## Notes of Benjamin Beeker’s Cambridge lecture 10-01-2017

Cubical accessibility and bounds on curves on surfaces

Joint with Nir Lazarovich.

1. Introduction

Cutting a genus ${g}$ surface along ${N}$ essentially independent simple closed curves implies ${N\leq 3g-3}$. Cutting a close 3-manifold ${M}$ along ${N}$ essential independent 2-spheres implies a bound ${N\leq C(M)}$ (Kneser). Cutting it along ${N}$ nonparallel incompressible surfaces implies a bound ${N\leq C'(M)}$ as well (Haken).

What about intersecting curves on a surface ? No bound, unless one puts extra assumptions. Cutting along disjoint curves gives rise to an action of fundamental group on a simplicial tree. For intersecting curves, Sageev introduced a natural ${CAT(0)}$ 2-complex on which the fundamental group acts. Realize curves by hyperbolic geodesics, assume that in the lifted configuration of lines in hyperbolic plane, lines intersect only 2 by 2. Then they split the plane into polygons. The dual graph is a quadrangulation of the plane, whence a square complex (one square per intersection). More generally, to a pattern of closed curves which, in the universal cover, intersect at most ${d}$ by ${d}$ (let us call this a ${d}$-pattern), an action on a ${CAT(0)}$ ${d}$-complex is associated.

Question. Is there an apriori bound ${C(g,d)}$ on the number of curves in a ${d}$-pattern ?

Answer is positive. Fix a triangulation of the surface. In each triangle, one sees a bunch of parallel arcs near each corner. The number of triangles gives a bound.

Dunwoody generalized this idea as follows. Let ${G}$ be a finitely presented group, let ${X}$ be a presentation complex and ${P}$ a 1-pattern, i.e. a collection of tracks, i.e. connected sets of arcs in triangles which continue across edges in all avalaible directions. Then the the number ${N}$ of nonparallel tracks in ${P}$ is bounded ${N\leq C(G)}$. Associated to ${P}$ is an action of ${G}$ on a ${CAT(0)}$-cube complex.

2. Result

A ${d}$-pattern is a set of tracks such that the associated ${CAT(0)}$ cube complex has dimension ${d}$.

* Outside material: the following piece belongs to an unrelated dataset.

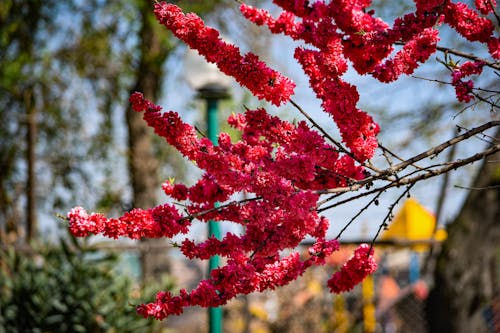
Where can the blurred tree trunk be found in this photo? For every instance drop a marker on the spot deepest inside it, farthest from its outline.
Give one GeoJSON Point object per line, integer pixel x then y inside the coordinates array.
{"type": "Point", "coordinates": [143, 166]}
{"type": "Point", "coordinates": [465, 277]}
{"type": "Point", "coordinates": [31, 181]}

Theorem 1 Let ${G}$ be a finitely presented group, ${X}$ a presentation complex, ${P}$ a ${d}$-pattern on ${X}$. Then the number of nonparallel tracks in ${P}$ is bounded by ${C(G,d)}$.

Conversely, to an action of ${G}$ on a ${CAT(0)}$ cube complex ${Y}$, one can associate a ${d}$-pattern on a presentation complex ${X}$. Pick a vertex of ${Y}$ for each vertex of ${\tilde X}$. Extend to 1-skeleton by geodesic rays, and to higher skeleta by geodesic simplices. Pull-back the pattern of mediating hyperplanes to ${X}$. Get a ${d}$-pattern, with ${d\leq dim(Y)}$.

This is not quite the reverse of Sageev’s construction. When starting from a action on a CCC, passing to a ${d}$-pattern and taking the associated CCC, the number of orbits of cubes may increase dramatically.

Dunwoody gave an example of a finitely generated group acting on a simplicial tree with finite edge stabilizers and arbitrarily large number of orbits of edges. He showed that this cannot happen for finitely presented groups. Bestvina-Feighn gave an example of an action of ${F_2}$ on trees with ${F_2}$ edge stabilizers and arbitrarily large number of orbits of edges. They showed that this cannot happen is edge stabilizers are small, meaning that they do not contain ${F_2}$.

Say that an action of ${G}$ on a tree is ${K}$-acylindrical if stabilizers of edges have trivial intersection provided edges sit at distance ${\geq K}$. Under this assumption, Sela obtained a bound ${C(G,K)}$ on the number of orbits of edges. We have a generalization of this.

Theorem 2 Let ${G}$ be a finitely presented group acting on a ${d}$-dimensional ${CAT(0)}$ cube complex. Assume the action is ${K}$-acylindrical. Then the number of orbits of hyperplanes is bounded by ${C(G,d,K)}$.